# TWITTER WEBSCRAPPING

Here we are going to webscrap the twitter accounts of the top-100 influencers in the cryptocurrency world. The first step is webscrapping the top100 accounts and then all the tweets they perfromed.

#### Data Sources:

Cryptocurrencies influencer ranking: "https://cryptoweekly.co/100/"

The following code has been adapted from:
https://codeburst.io/a-twitter-analysis-of-the-100-most-influential-people-in-crypto-bb95b2608925


In [3]:
# First we load the general packages:
import sys
import numpy as np
import pandas as pd
import matplotlib.pyplot as plt

In [4]:
from urllib.request import urlopen
from bs4 import BeautifulSoup as soup

def getTwitterHandles():
	# Fill in with url of page which is to be scraped
	url = "https://cryptoweekly.co/100/"

	# Retreives and parses page html
	client = urlopen(url)
	pageHtml = client.read()
	pageSoup = soup(pageHtml, "html.parser")

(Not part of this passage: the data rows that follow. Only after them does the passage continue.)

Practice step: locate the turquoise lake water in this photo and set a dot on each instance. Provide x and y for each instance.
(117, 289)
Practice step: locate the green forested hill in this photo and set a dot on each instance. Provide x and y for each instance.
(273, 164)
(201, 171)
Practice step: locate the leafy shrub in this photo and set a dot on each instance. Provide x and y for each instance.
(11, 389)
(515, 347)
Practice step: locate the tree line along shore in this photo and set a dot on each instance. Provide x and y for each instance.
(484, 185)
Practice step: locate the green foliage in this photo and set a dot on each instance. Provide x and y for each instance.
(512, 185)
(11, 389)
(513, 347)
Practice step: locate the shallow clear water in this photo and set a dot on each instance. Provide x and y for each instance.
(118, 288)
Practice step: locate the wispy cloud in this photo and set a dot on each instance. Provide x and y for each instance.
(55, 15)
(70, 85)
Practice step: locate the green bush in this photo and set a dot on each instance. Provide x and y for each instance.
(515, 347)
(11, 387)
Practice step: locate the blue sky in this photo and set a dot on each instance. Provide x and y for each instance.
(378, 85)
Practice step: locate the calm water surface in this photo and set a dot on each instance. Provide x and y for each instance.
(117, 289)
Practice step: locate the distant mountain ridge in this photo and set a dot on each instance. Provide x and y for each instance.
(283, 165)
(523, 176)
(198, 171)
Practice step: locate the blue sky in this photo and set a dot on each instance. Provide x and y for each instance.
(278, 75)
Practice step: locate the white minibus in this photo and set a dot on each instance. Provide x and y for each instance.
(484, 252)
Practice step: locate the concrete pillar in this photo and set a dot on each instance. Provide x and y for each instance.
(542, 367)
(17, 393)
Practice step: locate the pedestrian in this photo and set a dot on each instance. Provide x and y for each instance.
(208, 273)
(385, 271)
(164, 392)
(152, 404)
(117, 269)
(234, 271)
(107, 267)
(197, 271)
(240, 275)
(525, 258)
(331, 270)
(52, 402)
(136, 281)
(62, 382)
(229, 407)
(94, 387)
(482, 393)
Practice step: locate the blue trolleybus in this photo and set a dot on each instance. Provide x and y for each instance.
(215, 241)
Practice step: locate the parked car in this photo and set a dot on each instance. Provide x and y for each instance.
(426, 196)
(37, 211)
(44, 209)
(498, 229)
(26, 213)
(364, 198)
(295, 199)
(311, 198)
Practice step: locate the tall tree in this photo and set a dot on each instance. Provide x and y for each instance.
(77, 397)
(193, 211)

	# Adds all Twitter handles to twitterHandles list
	profiles = pageSoup.findAll("div", {"class":"testimonial-wrapper"})
	twitterHandles = []
	for person in profiles:
		twitterHandles.append(person.findAll("div",{"class":"author"}))
	for i in range(len(twitterHandles)):
		twitterHandles[i]=twitterHandles[i][0].findAll("a")[0].text[1:]

	client.close()
	return twitterHandles


In [9]:
# Modified from: https://gist.github.com/yanofsky/5436496

import tweepy #https://github.com/tweepy/tweepy
import csv
import sys

# Twitter API credentials (expired, don't even try it)
consumer_key = ""
consumer_secret = ""
access_key = ""
access_secret = ""


def get_all_tweets(screen_name):
	print("Getting tweets from @" + str(screen_name))

	#Twitter only allows access to a users most recent 3240 tweets with this method
	
	#authorize twitter, initialize tweepy
	auth = tweepy.OAuthHandler(consumer_key, consumer_secret)
	auth.set_access_token(access_key, access_secret)
	api = tweepy.API(auth)
	
	#initialize a list to hold all the tweepy Tweets
	alltweets = []	
	
	#make initial request for most recent tweets (200 is the maximum allowed count)
	new_tweets = api.user_timeline(screen_name = screen_name,count=200)
	
	#save most recent tweets
	alltweets.extend(new_tweets)
	
	#save the id of the oldest tweet less one
	oldest = alltweets[-1].id - 1
	
	#keep grabbing tweets until there are no tweets left to grab
	while len(new_tweets) > 0:
		print ("Getting tweets before %s" % (oldest))
		
		#all subsiquent requests use the max_id param to prevent duplicates
		new_tweets = api.user_timeline(screen_name = screen_name,count=200,max_id=oldest)
		
		#save most recent tweets
		alltweets.extend(new_tweets)
		
		#update the id of the oldest tweet less one
		oldest = alltweets[-1].id - 1
		
		print ("...%s tweets downloaded so far" % (len(alltweets)))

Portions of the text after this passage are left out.